Spectroscopic Observations of the WZ Sge-Type Dwarf Nova GW Librae during the 2007 Superoutburst

TL;DR

This study presents detailed spectroscopic observations of the dwarf nova GW Librae during its 2007 superoutburst, revealing dramatic spectral changes and insights into the accretion disk's behavior and system inclination.

Contribution

First comprehensive spectroscopic monitoring of GW Lib during superoutburst, highlighting spectral evolution and the role of photoionized regions in the accretion disk.

Findings

Spectral features changed dramatically during the outburst phases.

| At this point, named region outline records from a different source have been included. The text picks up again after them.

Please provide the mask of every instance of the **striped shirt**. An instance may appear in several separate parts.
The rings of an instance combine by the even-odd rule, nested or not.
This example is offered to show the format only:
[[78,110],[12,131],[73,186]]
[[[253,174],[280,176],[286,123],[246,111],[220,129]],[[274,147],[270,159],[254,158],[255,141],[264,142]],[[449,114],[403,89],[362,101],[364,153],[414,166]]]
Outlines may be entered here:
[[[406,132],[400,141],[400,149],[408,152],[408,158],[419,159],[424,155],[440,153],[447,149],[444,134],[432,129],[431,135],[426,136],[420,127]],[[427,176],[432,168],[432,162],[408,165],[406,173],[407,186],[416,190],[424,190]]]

Hα emission remained stable over orbital phases, indicating low inclination.

Comparison with WZ Sge suggests similar accretion disk phenomena.

Abstract

We carried out an international spectroscopic observation campaign of the dwarf nova GW Librae (GW Lib) during the 2007 superoutburst. Our observation period covered the rising phase of the superoutburst, maximum, slowly decaying phase (plateau), and long fading tail after the rapid decline from the plateau. The spectral features dramatically changed during the observations. In the rising phase, only absorption lines of H$\alpha$, H$\beta$, and H$\gamma$ were present. Around the maximum, the spectrum showed singly-peaked emission lines of H$\alpha$, He I 5876, He I 6678, He II 4686, and C III/N III as well as absorption lines of Balmer components and He I. These emission lines significantly weakened in the latter part of the plateau phase. In the fading tail, all the Balmer lines and He I 6678 were in emission, as observed in quiescence. We find that the center of the H$\alpha$ emission component was mostly stable over the whole orbital phase, being consistent with the low inclination of the system. Comparing with the observational results of WZ Sge during the 2001 superoutburst, the same type of stars as GW Lib seen with a high inclination angle, we interpret that the change of the H$\alpha$ profile before the fading tail phase is attributed to a photoionized region formed at the outer edge of the accretion disk, irradiated from the white dwarf and inner disk.